Sure, people can complain or worry about the quality of food they buy or eat. Yet they still are not afraid of starvation. There will be food for them if they need it. Even if it is just a simple meal.

Day In, and Day Out

Not only has technology prevented us from worrying about if we can get food, but it also allows us to horde the food we already have for longer.

Preservation of food is something that humans have been perfecting for thousands of years. From drying and salting to more modern practices like keeping food cold (iceboxes and refrigerators), how long we can keep our food for is important.

It means that we don’t need to buy food as often, or in the days when people made their own food, they had to worry about the only food they had spoiling.

With modern preservatives, refrigerators, freezers, canning, and drying processes, we don’t really need to worry about our food going bad for days, if not weeks, months, or years!

Now, instead of having to run to the market every day to make meals, you can groggily roll out of bed in the morning and pull whatever form of cooked or dried grains (cereal, granola, oatmeal) you like out of your cabinet for breakfast.

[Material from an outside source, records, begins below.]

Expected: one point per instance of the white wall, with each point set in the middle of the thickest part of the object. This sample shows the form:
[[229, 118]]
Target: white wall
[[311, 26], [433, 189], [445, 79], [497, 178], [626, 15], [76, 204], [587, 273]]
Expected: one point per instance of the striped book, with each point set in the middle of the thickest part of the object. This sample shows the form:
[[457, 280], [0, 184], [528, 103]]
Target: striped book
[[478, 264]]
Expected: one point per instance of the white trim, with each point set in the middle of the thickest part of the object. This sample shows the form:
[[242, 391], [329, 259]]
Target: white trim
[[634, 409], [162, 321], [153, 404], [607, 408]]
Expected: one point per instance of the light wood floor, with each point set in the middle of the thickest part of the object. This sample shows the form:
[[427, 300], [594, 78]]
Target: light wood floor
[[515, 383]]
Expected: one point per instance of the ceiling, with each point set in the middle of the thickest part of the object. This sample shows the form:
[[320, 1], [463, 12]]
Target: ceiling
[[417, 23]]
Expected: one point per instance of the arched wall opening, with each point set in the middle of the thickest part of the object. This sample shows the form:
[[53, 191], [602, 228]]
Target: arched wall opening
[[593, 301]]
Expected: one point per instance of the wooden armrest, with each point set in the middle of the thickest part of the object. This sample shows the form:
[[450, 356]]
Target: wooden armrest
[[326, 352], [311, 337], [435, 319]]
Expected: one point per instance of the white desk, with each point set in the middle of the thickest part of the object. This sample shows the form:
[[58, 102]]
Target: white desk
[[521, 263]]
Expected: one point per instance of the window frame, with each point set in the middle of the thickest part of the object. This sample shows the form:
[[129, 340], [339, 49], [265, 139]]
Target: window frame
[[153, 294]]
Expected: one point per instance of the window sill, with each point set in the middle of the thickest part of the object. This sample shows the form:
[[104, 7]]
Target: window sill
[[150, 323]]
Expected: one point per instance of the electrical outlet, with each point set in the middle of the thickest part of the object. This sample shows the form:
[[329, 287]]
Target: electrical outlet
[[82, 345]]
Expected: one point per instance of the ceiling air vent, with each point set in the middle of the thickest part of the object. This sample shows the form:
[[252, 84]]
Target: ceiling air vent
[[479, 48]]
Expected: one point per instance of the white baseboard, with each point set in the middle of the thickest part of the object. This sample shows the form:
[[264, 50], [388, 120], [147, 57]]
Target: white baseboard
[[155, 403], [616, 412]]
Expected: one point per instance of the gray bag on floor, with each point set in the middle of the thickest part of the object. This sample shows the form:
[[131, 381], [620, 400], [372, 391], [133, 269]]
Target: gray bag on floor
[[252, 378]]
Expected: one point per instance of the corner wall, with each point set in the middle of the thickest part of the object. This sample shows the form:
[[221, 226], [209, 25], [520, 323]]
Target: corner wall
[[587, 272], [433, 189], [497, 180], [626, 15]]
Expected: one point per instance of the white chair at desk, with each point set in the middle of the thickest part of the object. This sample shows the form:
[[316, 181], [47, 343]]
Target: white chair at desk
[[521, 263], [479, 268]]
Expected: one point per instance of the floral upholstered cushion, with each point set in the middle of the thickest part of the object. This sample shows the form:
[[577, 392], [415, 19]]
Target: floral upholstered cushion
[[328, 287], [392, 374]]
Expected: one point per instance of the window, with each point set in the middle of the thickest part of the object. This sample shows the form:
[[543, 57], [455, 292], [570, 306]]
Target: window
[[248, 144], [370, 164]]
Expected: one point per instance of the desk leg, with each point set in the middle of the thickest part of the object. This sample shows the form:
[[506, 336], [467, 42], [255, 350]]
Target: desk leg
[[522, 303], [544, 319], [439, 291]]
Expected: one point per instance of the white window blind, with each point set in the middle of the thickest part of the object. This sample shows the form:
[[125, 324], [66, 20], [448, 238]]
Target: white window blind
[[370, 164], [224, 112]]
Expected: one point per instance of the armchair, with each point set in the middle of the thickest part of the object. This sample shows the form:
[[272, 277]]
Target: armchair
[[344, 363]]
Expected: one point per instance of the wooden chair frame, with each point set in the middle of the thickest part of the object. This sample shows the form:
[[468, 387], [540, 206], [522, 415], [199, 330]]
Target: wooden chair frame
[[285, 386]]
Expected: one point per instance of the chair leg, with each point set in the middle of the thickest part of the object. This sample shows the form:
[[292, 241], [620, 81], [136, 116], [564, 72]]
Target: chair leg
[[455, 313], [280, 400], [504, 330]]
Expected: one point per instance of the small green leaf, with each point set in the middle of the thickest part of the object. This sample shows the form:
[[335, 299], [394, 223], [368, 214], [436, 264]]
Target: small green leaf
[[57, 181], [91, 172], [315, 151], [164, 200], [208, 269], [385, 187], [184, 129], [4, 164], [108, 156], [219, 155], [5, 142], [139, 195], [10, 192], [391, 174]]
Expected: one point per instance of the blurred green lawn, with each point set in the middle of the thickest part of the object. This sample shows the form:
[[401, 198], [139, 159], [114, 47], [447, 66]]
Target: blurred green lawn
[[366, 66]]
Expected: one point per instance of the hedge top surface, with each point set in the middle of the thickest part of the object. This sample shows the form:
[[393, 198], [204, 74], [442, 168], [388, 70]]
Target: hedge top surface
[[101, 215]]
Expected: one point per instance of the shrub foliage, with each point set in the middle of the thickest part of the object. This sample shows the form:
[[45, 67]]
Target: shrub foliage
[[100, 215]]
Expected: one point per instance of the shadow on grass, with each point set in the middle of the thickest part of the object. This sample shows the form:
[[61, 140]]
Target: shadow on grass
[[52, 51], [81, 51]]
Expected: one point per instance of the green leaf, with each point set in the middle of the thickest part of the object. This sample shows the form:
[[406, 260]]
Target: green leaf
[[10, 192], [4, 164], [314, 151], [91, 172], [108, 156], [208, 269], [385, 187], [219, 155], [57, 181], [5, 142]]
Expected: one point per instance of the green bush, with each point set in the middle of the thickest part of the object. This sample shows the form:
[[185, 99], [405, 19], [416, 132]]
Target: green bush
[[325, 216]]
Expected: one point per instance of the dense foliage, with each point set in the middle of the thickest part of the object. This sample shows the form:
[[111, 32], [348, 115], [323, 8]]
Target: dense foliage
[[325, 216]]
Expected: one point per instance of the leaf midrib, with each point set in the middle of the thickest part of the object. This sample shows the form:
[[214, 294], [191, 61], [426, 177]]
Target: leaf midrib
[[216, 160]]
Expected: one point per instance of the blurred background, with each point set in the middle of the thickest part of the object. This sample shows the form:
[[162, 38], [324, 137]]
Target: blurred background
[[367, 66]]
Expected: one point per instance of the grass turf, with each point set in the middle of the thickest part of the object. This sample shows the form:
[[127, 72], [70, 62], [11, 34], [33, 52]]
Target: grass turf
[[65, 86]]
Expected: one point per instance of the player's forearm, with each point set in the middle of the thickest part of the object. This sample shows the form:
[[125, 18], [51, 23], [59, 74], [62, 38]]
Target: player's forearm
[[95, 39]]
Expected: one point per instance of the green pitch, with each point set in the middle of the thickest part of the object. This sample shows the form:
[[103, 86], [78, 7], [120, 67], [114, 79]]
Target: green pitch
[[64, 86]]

The same goes for lunch and dinner. You can crack open a can of tuna and tear off some lettuce from your fridge for lunch, and take a cut of chicken out of your freezer for dinner.

Slap it between two slices of conditioned bread that doesn’t go stale in a day, and you have yourself a decent meal. And, of course, you can also pour yourself a glass of water from the tap and put in some ice cubes from your freezer.

Ice cubes, which once were a luxury of kings are now common amongst even the lower classes of modern society.

There are many many more ways in which the technologies that are found in our everyday lives have shaped and changed those lives. However, I hope these two examples, which are in actuality one, will at least start your thinking.

What necessities of yours are not even something you have to think about anymore? Do you take for granted what others cannot afford to ignore?